While playing Word with Friends, I became curious. What word would actually cause the score meter's graph to actually hit its peak? Intuitively, it seemed the graph was non-linear -- playing a word that was just short of the maximum might still leave a lot of points on the table. Was I just not seeing the best play or was the best play always some out-of-the-ordinary word, like kabeljou[1].
By the way, playing the highest scoring word on every turn is not necessarily the best way to win a game. It's apt to leave easy openings for your opponent to use multiplers to good effect. That said, it works pretty well against Zynga's computer players.
[1] an Afrikaans-derived name for a fish, known in Britain as the meagre.
Install sbt, a la brew install sbt
.
In the main directory, run:
$ sbt "run -wwf -board=empty.wwf -hand=xypdqab -interactive"
This will load a board from the file empty.wwf (which, as you'd expect, is an empty board) and produces a list of plays for the given hand and some options.
Drop the -interactive
flag to just get a list of the top 25 plays.
You can specify a blank tile by passing an asterisk (*) in the hand.
When loading the board, the program removes played letters from a list of available tiles (a.k.a. the tile bag). An invalid board (e.g., one where more E tiles have been played than exist in the game) will cause the program to abort with an exception. Similarly, if you simulate playing a hand that contains tiles that cannot still be in a rack, you'll get an error.
In interactive mode, you'll be presented with the top 10 plays. You can step through more plays by entering N for next or P for previous. You can filter for plays that have a tile on a particular row/column with F=r,c (rows and columns are indexed from zero). You can see what the play looks like on the board with D=n (where n is one of the enumerated plays). Finally, if you just choose a play by entering its number the board file will be re-written with your play.
The board file is trivial. Each line is a row, and each character in the row is a column. Underscores represent unplayed squares. Upper case letters represent played letters. Lower case letters represent blank tiles that have been played and are now fixed as the given letter.

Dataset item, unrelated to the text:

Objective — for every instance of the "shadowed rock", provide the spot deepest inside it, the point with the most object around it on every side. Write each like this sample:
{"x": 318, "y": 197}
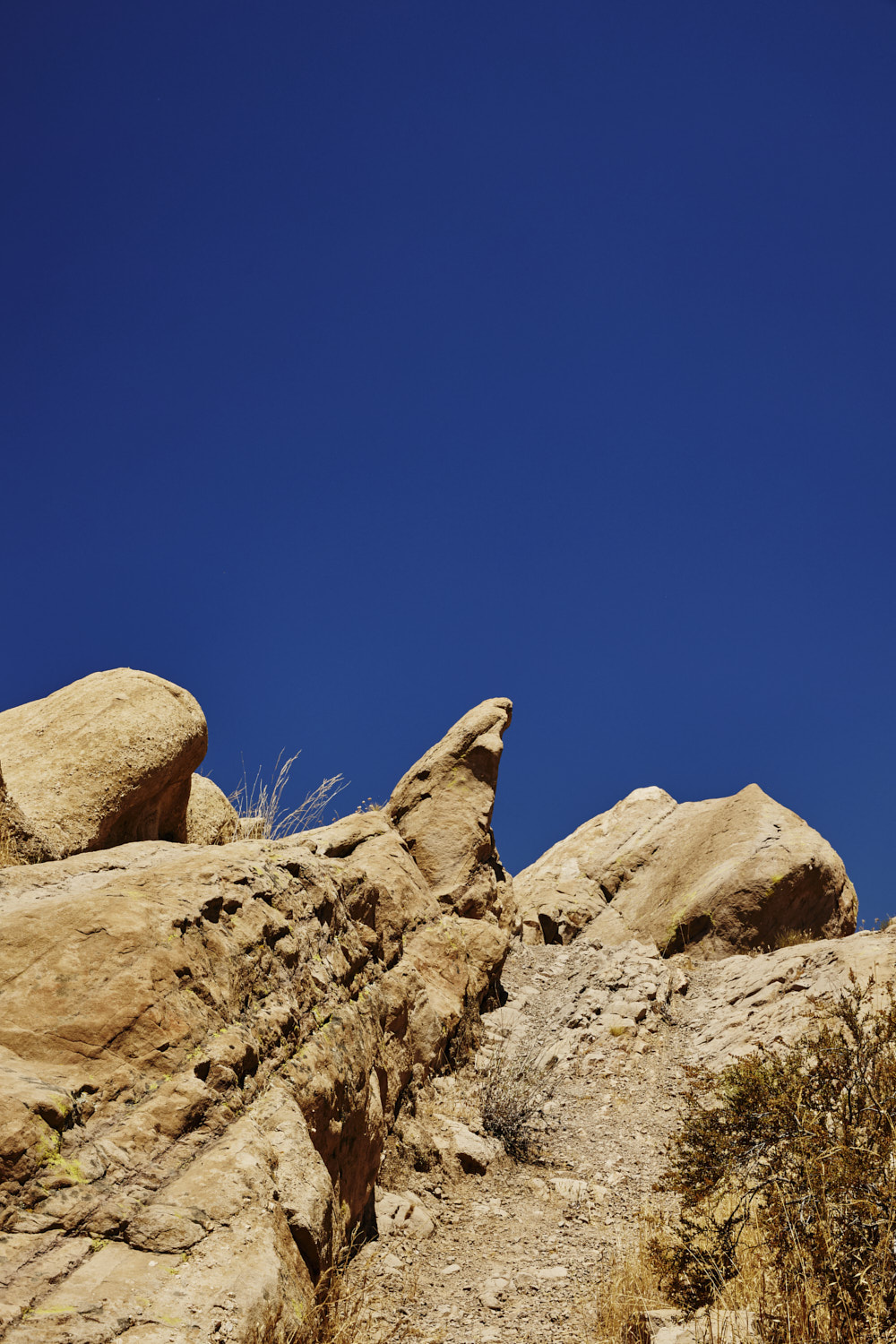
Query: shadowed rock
{"x": 104, "y": 761}
{"x": 211, "y": 817}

The algorithm started as an exhaustive, recursive search of the possible placements of tiles: compute the places a tile may be placed on the board, try every rack tile in each place. For each tile placed, compute a new set of playable locations and try every remaining tile. As each tile is placed, determine if the play is valid (all newly formed words are in the dictionary) and remember the valid plays.
The rules of the game allow some optimizations. During the recursion, once a second tile has been placed, all subsequent tiles must be placed in line with the first two, either horizontally or vertically. I call this the direction of play. One optimization is that if any word formed perpendicular to the direction of play is not in the dictionary, the algorithm can short-circuit. Further, once a particular perpendicular word has been validated it need not be checked again.
Another optimization involved adding a bloom filter containing every fragment of every word in the dictionary. The bloom filter takes the current word (in the direction of play) and tells us whether, through the addition of more letters (suffixes and/or prefixes) we can ever produce a valid word.
Once all the valid plays are computed, they are scored and sorted.